Isidas (Ἰσίδας) or Isadas (Ἰσαδας), son of the Spartan general Phoebidas, was a Spartan youth of remarkable beauty and stature celebrated for two feats of courage, both of which involved him fighting naked against the Thebans.

However, since both feats occurred eight years apart, if in both cases it was the same Isidas then in one case he would have been in his puberty and in the other in his late teens or early twenties.

The British painter Sir Charles Lock Eastlake made a painting of the scene for the Duke of Devonshire, entitled The Spartan Isidas or The Spartan Isadas at the Siege of Thebes (c. 1827), which hangs at Chatsworth House in England.

==Polyaenus's account==
In 370 BCE, after winning the battle of Leuctra (371 BCE), the Thebans led by Epaminondas launched their first invasion of the Peloponnese to undermine the forces of Sparta, which had been defeated in that war. It was when the Thebans installed a garrison in the port city of Gythium that we first learn of Isidas.

According to Polyaenus, at Gythium, Isidas gathered a hundred youths from his circle of acquaintances, who anointed themselves with oil and tied olive wreaths on their heads. Then they hid daggers under their arms and ran naked across the plain, with Isidas in the lead and the others following. The Thebans were deceived by their appearance and thought they were just exercising, but the Laconians drew their daggers and attacked them. After killing some of the Thebans and driving out others, they recaptured Gythium.

==Plutarch's account==
Eight years later, according to Plutarch's account, the fourth Theban invasion of the Peloponnese (362 BCE) took place, again led by general Epaminondas, who took advantage of the absence of king Agesilaus, who had gone to assist Mantineia in its opposition to Thebes, to attack unwalled Sparta. However, prince Archidamus, son of Agesilaus, distinguished himself in the defense of the city, in which we again see the courageous participation of Isidas.

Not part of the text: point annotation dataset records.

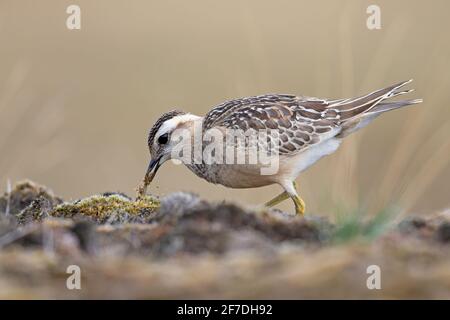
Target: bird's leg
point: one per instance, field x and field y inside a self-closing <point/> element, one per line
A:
<point x="278" y="199"/>
<point x="291" y="192"/>
<point x="298" y="202"/>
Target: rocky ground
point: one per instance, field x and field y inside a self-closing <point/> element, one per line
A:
<point x="184" y="247"/>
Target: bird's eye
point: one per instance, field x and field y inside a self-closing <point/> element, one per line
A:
<point x="163" y="138"/>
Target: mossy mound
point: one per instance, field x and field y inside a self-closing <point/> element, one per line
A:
<point x="111" y="208"/>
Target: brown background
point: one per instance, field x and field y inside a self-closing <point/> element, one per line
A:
<point x="75" y="106"/>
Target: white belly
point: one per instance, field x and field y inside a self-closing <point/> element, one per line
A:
<point x="291" y="167"/>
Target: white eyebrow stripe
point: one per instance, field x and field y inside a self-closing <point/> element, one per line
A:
<point x="171" y="124"/>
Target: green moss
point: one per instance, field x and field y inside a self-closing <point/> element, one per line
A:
<point x="104" y="208"/>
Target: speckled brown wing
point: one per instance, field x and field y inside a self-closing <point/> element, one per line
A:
<point x="300" y="121"/>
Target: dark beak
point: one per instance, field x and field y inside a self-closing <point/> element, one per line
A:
<point x="152" y="169"/>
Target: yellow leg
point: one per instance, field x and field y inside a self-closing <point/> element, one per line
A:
<point x="299" y="205"/>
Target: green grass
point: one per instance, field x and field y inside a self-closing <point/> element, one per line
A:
<point x="355" y="225"/>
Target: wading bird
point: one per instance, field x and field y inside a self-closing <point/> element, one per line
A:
<point x="308" y="128"/>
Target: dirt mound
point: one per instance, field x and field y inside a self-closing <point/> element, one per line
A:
<point x="184" y="247"/>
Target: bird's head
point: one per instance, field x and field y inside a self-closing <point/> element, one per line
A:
<point x="160" y="142"/>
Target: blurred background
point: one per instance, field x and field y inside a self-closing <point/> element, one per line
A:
<point x="76" y="105"/>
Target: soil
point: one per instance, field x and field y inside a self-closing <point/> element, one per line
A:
<point x="181" y="246"/>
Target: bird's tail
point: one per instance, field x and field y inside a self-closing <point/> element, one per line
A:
<point x="358" y="112"/>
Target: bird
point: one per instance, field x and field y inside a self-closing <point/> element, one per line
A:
<point x="308" y="129"/>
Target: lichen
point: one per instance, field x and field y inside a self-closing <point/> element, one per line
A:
<point x="108" y="208"/>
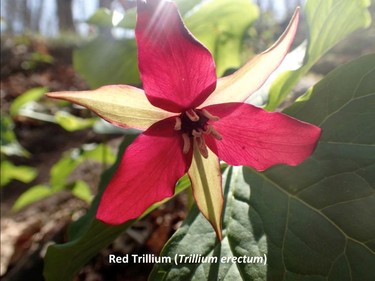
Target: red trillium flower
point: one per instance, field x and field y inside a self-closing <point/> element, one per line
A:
<point x="190" y="119"/>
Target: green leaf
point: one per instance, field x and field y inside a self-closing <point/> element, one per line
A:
<point x="82" y="191"/>
<point x="10" y="172"/>
<point x="32" y="195"/>
<point x="9" y="144"/>
<point x="329" y="22"/>
<point x="31" y="95"/>
<point x="314" y="221"/>
<point x="88" y="236"/>
<point x="197" y="237"/>
<point x="102" y="18"/>
<point x="73" y="123"/>
<point x="107" y="60"/>
<point x="60" y="171"/>
<point x="220" y="25"/>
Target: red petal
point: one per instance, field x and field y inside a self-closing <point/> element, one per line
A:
<point x="148" y="172"/>
<point x="260" y="139"/>
<point x="178" y="73"/>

Naked, without any protective armor or clothing—for he had just anointed himself with oil—Isidas leaped out of his house with a spear in one hand and a sword in the other, and passed through the midst of the combatants, moving back and forth among the enemy, striking down all who met him. No one did him any harm, either because they must have thought a god was protecting him for his bravery or because his enemies considered him taller and mightier than ordinary men. It is said that for this heroic deed the ephors placed a garland on his head and then fined him a thousand drachmas for daring to risk his life in battle without armor.

==Aelian's account==
Aelian tells a slightly different version of this second appearance of Isidas. Calling him Isadas, he said that the Lacedaemonians crowned him, while still a boy, and not obliged by law to bear arms, for leaving the gymnasium (that is, naked) and behaving gallantly in a fight. However, because he engaged with the enemy before his age required it, and before he had received arms from his country, they fined him.

Since a Spartan youth was only eligible for military service at the age of twenty, Isadas, according to Aelian's version, must have been younger than that in this episode.